P53E-2183
Albedo and Spectral Variability on Ceres from Four Decades of Observations

Friday, 18 December 2015
Poster Hall (Moscone South)
Jian-Yang Li1, Andreas Nathues2, Lucille Le Corre1, Vishnu Reddy3, Mark V Sykes4, Uri Carsenty5, Julie C Castillo6, Martin Hoffmann2, Ralf Jaumann5, Katrin Krohn5, Stefano Mottola5, Thomas H Prettyman7, Michael Schäfer2, Paul Schenk8, Stefan Schroeder9, David A Williams10, David E Smith11, Maria T Zuber12, Alexandar S. Konopliv13, Ryan S Park14, Carol A Raymond6 and Christopher Russell15, (1)Planetary Science Institute Tucson, Tucson, AZ, United States, (2)Max Planck Institute for Solar System Research, Katlenburg-Lindau, Germany, (3)Organization Not Listed, Washington, DC, United States, (4)Planetary Science Institute Tempe, Tempe, AZ, United States, (5)German Aerospace Center DLR Berlin, Berlin, Germany, (6)NASA Jet Propulsion Laboratory, Pasadena, CA, United States, (7)Planetary Science Institute, Albuquerque, NM, United States, (8)Lunar and Planetary Institute, Houston, TX, United States, (9)German Aerospace Center DLR Berlin, Institute of Planetary Research, Berlin, Germany, (10)Arizona State University, Tempe, AZ, United States, (11)Massachusetts Institute of Technology, Cambridge, MA, United States, (12)Massachusetts Inst Tech, Cambridge, MA, United States, (13)Jet Propulsion Laboratory, Pasadena, CA, United States, (14)Jet Propulsion Laboratory, California Institute of Technology, Pasadena, CA, United States, (15)Russian Academy of Sciences, Moscow, Russia
Abstract:
Dawn Framing Camera (FC) observations of Ceres established the bright spots inside the Occator and Dantu craters as the likely sources of the intermittent and localized water vapor activity observed by Herschel Space Telescope. Recent ground-based observations of Ceres suggested possible global spectral variability that was attributed to changing amount of water ice on the surface. These observations suggest a possibly changing amount of water ice caused by outgassing on time scales of months to decades. We combined the imaging and spectral data of Ceres collected in the past three decades from ground-based telescopes, Hubble Space Telescope (HST), and Dawn FC during its approach to Ceres to search for global and local variabilities on the surface, and did not find evidence supporting changes in the albedo or spectrum of Ceres. The global albedo of Ceres remains unchanged within 3% of its geometric albedo of 0.09 over the time scale of 10 years. The spectral variability of Ceres recently reported can be mostly explained by changes in the observing geometry.

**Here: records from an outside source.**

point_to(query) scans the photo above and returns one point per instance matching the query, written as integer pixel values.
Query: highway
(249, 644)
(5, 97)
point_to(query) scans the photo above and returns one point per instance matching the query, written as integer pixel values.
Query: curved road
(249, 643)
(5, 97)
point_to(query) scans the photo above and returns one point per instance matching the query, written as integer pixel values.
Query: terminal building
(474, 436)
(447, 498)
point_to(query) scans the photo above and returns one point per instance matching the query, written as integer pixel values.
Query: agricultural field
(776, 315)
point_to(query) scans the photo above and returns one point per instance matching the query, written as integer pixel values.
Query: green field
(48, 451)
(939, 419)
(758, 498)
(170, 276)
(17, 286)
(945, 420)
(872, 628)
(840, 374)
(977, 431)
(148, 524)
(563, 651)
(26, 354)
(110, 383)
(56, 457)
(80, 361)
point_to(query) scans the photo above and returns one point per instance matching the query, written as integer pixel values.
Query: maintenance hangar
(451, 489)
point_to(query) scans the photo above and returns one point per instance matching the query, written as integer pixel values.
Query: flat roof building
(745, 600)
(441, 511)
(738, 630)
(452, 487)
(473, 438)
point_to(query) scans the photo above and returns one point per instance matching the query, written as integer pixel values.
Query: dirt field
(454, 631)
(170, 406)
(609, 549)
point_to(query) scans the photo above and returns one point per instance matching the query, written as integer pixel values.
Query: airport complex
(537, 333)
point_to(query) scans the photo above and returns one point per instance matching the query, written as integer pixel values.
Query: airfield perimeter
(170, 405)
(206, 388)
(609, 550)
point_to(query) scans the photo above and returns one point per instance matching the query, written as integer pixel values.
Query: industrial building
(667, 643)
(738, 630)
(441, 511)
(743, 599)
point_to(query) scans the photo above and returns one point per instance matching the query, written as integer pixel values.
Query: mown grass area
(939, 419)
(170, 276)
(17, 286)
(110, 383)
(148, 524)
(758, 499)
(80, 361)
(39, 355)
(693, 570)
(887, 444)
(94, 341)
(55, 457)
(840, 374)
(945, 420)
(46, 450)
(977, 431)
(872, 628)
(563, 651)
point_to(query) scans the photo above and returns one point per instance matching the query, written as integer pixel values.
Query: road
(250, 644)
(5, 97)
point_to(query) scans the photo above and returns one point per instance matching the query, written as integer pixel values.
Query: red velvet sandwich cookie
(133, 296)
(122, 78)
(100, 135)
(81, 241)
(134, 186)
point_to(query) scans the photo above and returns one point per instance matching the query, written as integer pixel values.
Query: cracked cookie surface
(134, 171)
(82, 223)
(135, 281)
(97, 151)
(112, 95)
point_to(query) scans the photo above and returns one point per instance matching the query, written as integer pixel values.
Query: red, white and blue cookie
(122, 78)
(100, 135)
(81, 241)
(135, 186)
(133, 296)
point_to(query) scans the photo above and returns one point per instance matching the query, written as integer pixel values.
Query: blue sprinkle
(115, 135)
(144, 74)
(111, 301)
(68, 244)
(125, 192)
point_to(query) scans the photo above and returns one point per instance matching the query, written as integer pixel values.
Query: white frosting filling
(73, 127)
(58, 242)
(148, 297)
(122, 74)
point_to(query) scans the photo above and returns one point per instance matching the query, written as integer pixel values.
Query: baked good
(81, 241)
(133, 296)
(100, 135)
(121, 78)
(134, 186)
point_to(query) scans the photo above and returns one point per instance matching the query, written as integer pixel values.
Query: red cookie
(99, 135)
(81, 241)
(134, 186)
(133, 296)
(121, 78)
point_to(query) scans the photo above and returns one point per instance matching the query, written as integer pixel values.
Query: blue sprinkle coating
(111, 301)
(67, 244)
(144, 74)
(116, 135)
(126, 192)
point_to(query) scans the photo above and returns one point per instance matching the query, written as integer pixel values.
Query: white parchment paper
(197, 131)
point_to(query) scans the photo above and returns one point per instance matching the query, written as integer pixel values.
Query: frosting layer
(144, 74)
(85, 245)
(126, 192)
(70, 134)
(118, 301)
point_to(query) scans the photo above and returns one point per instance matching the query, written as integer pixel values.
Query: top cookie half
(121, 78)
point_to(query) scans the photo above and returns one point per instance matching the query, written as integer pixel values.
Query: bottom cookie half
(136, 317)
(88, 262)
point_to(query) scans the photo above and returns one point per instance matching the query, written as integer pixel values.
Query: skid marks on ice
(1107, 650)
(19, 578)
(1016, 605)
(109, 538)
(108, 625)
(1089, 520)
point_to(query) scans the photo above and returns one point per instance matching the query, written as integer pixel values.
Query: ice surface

By comparing the spatially resolved images from HST and Dawn FC, if water outgassing causes any variations on the albedo of its sources or changes in size of albedo markings, then such change must be smaller than 15% over 10 years. The stable surface of Ceres under water sublimation activity is consistent with the nearly unchanged albedo and spectral properties of comets, although no liquid water is expected on comets and the sublimation mechanism on comets is completely different from that on Ceres. The bright spots on Ceres thus must be built up over a long period of time. It also possible that the sublimation activity on Ceres either occurs in subsurface, or at size scales of <1 km.